“What you resist, persists.” ~ Carl Jung
We may all be familiar with the above quote, but ever so much more familiar with the idea that the ego is there to be overcome. It’s the whole point to our spiritual journey.
The ego is something we want to be rid of, and it must be confronted. Fought with, dissolved and ultimately dragged bloody and bitten to the top of the mountain called enlightenment where we might slay our final dragon and become egoless.
But what if we’ve got it all wrong? The Zen of opposites, the Tao describes, ‘What is and what is not create each other’ (Tao Te Ching). So, from this again we know, that without the high there would be no low; as with our breath, the deeper the in breath the longer the out and so on and so forth.
On a micro-scale, this can be seen across the span of our lives. We become less enchanted by the grip of darkness and suffering in the world as we grow older and get more proficient at filtering out that which does not serve us, or will drag us down into unnecessary analysis and self prophesising or deceit.
But what if this also serves us on a macro-scale too? In the case of reincarnation we see a number of reoccurring life patterns emerging, ones that are entirely familiar to us and that we use to create meaning and stories across the media, in modern psychological theory, literary and aesthetic analysis and our own, inner worlds. That of archetypes.
“My views about the ‘archaic remnants’, which I call ‘archetypes’ or ‘primordial images,’ have been constantly criticized by people who lack a sufficient knowledge of the psychology of dreams and of mythology” ~ Jung.
The archetype reflects the epitome of a life experience as – let’s face it – we’ve probably all filled most shoes at one time or another.
The life experience or archetypes we relate to most now, in this lifetime may offer some clue (and solution) to our complexes and shadow selves.
Some from the spiritual community may feel the study of archetypes encourage the ego, but as any discipline usually advises, we must not only practise presence and mindfulness in order to detach from the ego and its pettiness (and ultimate entwinement in our painful life experiences; after all it’s there to help us survive), but further our questioning and self study from all angles.

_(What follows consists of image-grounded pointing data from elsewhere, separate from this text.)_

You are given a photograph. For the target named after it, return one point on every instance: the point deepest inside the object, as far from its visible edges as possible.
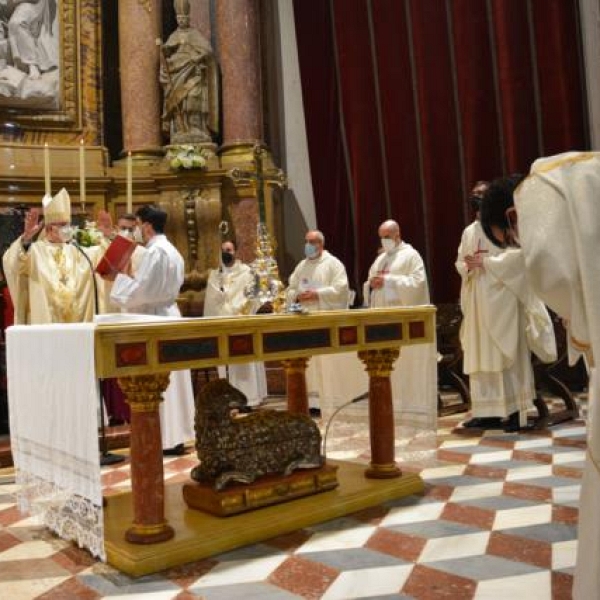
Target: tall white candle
(47, 185)
(82, 174)
(129, 183)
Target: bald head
(390, 230)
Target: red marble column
(200, 16)
(295, 370)
(139, 29)
(144, 394)
(379, 365)
(238, 52)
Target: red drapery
(409, 102)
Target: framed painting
(40, 63)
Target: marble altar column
(200, 17)
(144, 395)
(237, 24)
(295, 371)
(380, 364)
(139, 30)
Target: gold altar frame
(68, 115)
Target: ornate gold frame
(68, 116)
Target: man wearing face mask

For those who are struggling with trauma and more complexities than most of us can even dream of, the idea that we are living out a more challenging role than others – and that we have chosen to do so – can be a way out of the murk.
The nature of trauma pushes our ego – or fight or flight mode – to maximum so that the imprint left may be one of irrational panic.

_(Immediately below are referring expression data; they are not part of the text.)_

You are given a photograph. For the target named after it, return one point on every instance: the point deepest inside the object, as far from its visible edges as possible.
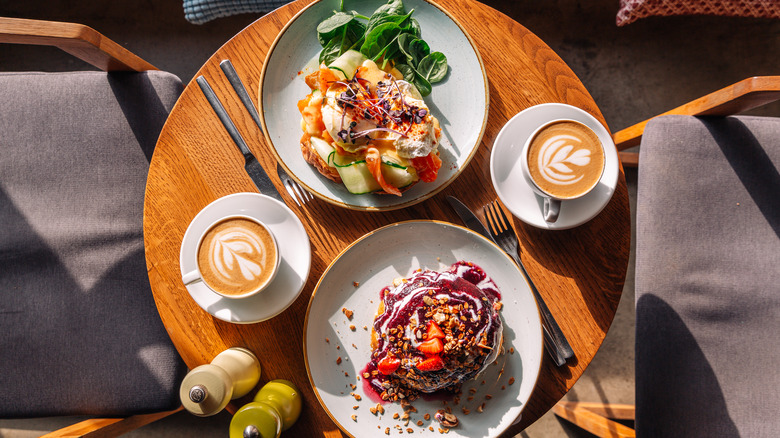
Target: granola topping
(437, 330)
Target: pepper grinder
(207, 389)
(276, 407)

This irrational panic has been caused by situations beyond our control which have forced out a balanced view of reality and plunged us headfirst into the ego and into survival mode. What shouldn’t appear threatening, now is incredibly threatening! And no matter how many grounding techniques it may take to lessen that threat, the occurrence in itself can leave many of us feeling ashamed and questioning why it happened to us.
The bigger the ego the higher the purpose can offer a clue. The path of some archetype is simply greater than others, precisely because there’s more at stake.
The orphan archetype, the revolutionary, the divine child… that is why the storybooks are littered with these, because the inflated ego – though less amicable or clean from the outside – has the greater potential.
And we all have this waiting for us on our path. Just as the more sensitive we may be the greater potential we have as healers or to have a compassionate heart.
Just as Buddha or Christ suffered greatly, the saviour archetype (often mixed with the teacher or divine mentor) is one such example of the Zen of opposites. To know great beauty and divine love we first need to come to understand hatred and deceit from the other.
To study these themes (loosely! Let’s remember that they are there as a guide not an absolute truth) alongside increasing awareness and living mindfully can help us through trauma and difficulty. Living in presence and noting those darker reaches and bubbling strengths simultaneously has us both in our true potential and what we have survived.
Detaching and taking on a maternal or paternal role as our higher selves as we nurture and console the orphan or wounded child within us leads to deep healing and a cleansing of the past. Sometimes dropping the past takes much time and patience, and healing with the breath or other alternative therapies can help us. And perhaps we do need to keep one hand in our suffering in order to do what we came here to do. It is our treasure, our grit in the oyster.